An “Interfaith Marriage” Limerick

This is my second holiday season with wife number three. Last year we didn’t do much. We were coming off of our wedding and honeymoon in October. We lit a menorah for Hanukkah and hung some stockings, but we were not especially festive. This year, my darling wife wanted to get more into it and she wanted to put up a tree – a fresh real tree. She has an artificial tree which she has put up before, however, it is in the attic and it is a pain in the butt to schlep down and assemble. So she decided it was going to be an brought in fresh from Oregon fir tree. Hey, I’m good with whatever she wants and we have a truck. Besides, it would be my first real Christmas tree.

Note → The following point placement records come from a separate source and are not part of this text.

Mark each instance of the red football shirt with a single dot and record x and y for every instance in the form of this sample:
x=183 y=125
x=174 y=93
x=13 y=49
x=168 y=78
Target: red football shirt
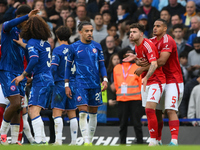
x=171 y=69
x=147 y=51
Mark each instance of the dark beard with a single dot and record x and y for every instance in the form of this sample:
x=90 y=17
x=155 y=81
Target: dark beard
x=88 y=41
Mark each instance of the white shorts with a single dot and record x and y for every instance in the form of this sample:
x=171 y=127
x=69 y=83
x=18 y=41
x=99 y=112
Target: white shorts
x=172 y=96
x=3 y=100
x=153 y=93
x=24 y=102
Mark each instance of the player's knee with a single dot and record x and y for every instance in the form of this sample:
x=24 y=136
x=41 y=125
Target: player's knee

Wife #1 is very Jewish. There is a better chance that Jesus would show up at her door than her ever having a Christmas tree. Besides, she is a Scroogette extraordinaire – makes the Grinch look like one of Santa’s elfs.

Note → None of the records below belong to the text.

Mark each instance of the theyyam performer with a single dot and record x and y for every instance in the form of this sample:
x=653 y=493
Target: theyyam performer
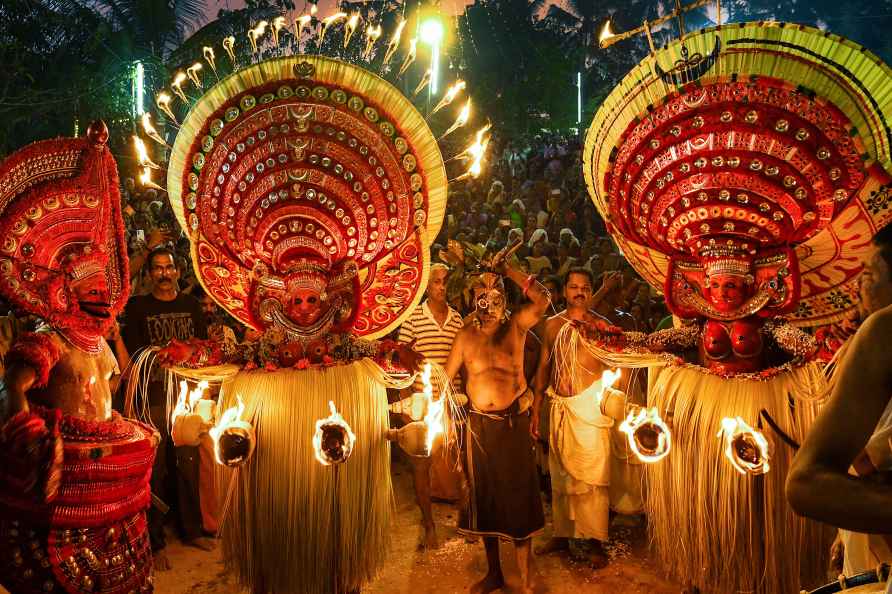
x=741 y=171
x=310 y=189
x=74 y=475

Wife #2 self converted to Judaism and she became overly festive for Hanukkah. She had so many menorahs that if she lit them all they could light up a runway at the airport. This led to her being banned by me from going to Jewish gift shops. When her grandkids were with us, she put up stockings for the kids. No tree.

Wife #3 was raised Catholic and despite personal differences with the Catholic Church, she remains a Christian. There is a crucifix over the front door and a mezuzah on the doorpost. When we got married we had a minister and a rabbi. She is open minded and so am I. We have a great interfaith marriage.

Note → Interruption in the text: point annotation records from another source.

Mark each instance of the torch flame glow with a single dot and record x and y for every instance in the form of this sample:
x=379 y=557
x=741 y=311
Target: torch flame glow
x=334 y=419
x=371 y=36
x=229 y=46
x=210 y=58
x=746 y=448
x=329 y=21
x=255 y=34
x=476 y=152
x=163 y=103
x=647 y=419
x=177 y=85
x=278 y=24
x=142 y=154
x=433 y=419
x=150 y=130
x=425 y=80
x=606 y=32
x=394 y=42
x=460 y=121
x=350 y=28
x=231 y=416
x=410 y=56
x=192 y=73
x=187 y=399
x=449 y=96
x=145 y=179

We put up my first Christmas tree,
And I must say, it is something to see.
Despite both of our quirks
Our interfaith marriage works…
My wife uses more Yiddish than me!

Once she learned how much fun it is to say schtup, putz, schmuck, and her favorite, farkakte, it flows out of her like she’s Madeline Kahn in a Mel Brooks movie.

Ashley House 062

A “Spin The Dreidel” Limerick

My favorite part of Hanukkah is playing Spin The Dreidel. The dreidel, or sevivon in Hebrew, is a four-sided spinning top that children play with on Hanukkah. Each side is imprinted with a Hebrew letter. These letters are an acronym for the Hebrew words נס גדול היה שם (Nes Gadol Haya Sham, “A great miracle happened there”), referring to the miracle of the oil that took place in the Beit Hamikdash. The way I play it involves another miracle of sorts – the miracle of carnal fun.

This is how I play Spin The Dreidel. It is a parlor game that is best played in the bedroom but is not limited to the bedroom. It is played with “partners,” so to speak – husbands and wives, boyfriends and girlfriends, and other consensual relationships. The rules according to Joel are this – one of the players spins the dreidel. If it comes up with a Hebrew letter showing, that player gets to have sex with their partner. I guess you could call it Hanukkah foreplay and it is in the Hanukkah tradition of “lighting a fire.”

My first wife was not a big fan of the game. Sex was not a game to her though she had her own set of rules for it. Her rules did involve a holiday. Her idea of good sex was to hop in the sack at five minutes before midnight on New Year’s Eve and finish up at five minutes after – that way she could knock off two years in ten minutes. She did not play Spin The Dreidel. She played Hide The Dreidel.

Wife Number 2 was a self-converted Jew and she loved to play Spin The Dreidel. She kept a dreidel on the kitchen table, the coffee table, the nightstand, in her purse and in her pocket. She was always ready to give it a spin. The fact that I survived eight nights of Hanukkah was a miracle.

Now my third wife is enjoying our interfaith marriage and she celebrates the Jewish holidays with me and I celebrate the Christian holidays with her. I must say that it doesn’t take a whole lot for non-Jewish people to grasp the concept of eight nights of gift giving, especially when they are on the receiving end. Being that we are newlyweds and I am a pushover…But she is not too keen on playing Spin The Dreidel. It has more to do with menopause than an aversion for sex (or me.) She takes such good care of me that this is one of those “you have to take the bad with the good” situations. Hey, she gave me golf lessons for an anniversary present. The tradeoff is in my favor – eighteen holes whenever I want in exchange for leaving one alone. So when I ask her if she wants to play Spin The Dreidel, she usually responds with her favorite remark, “Kravitz, you’re an idiot” and then follows it up with, “Go play with yourself.” I think she means, “Go play by yourself.”

Anyway, all this thinking about playing Spin The Dreidel led to this:

Here’s how Spin The Dreidel is played.
The players literally have it made.
If it comes up a Hebrew letter
The game gets better…
And the players are going to get laid!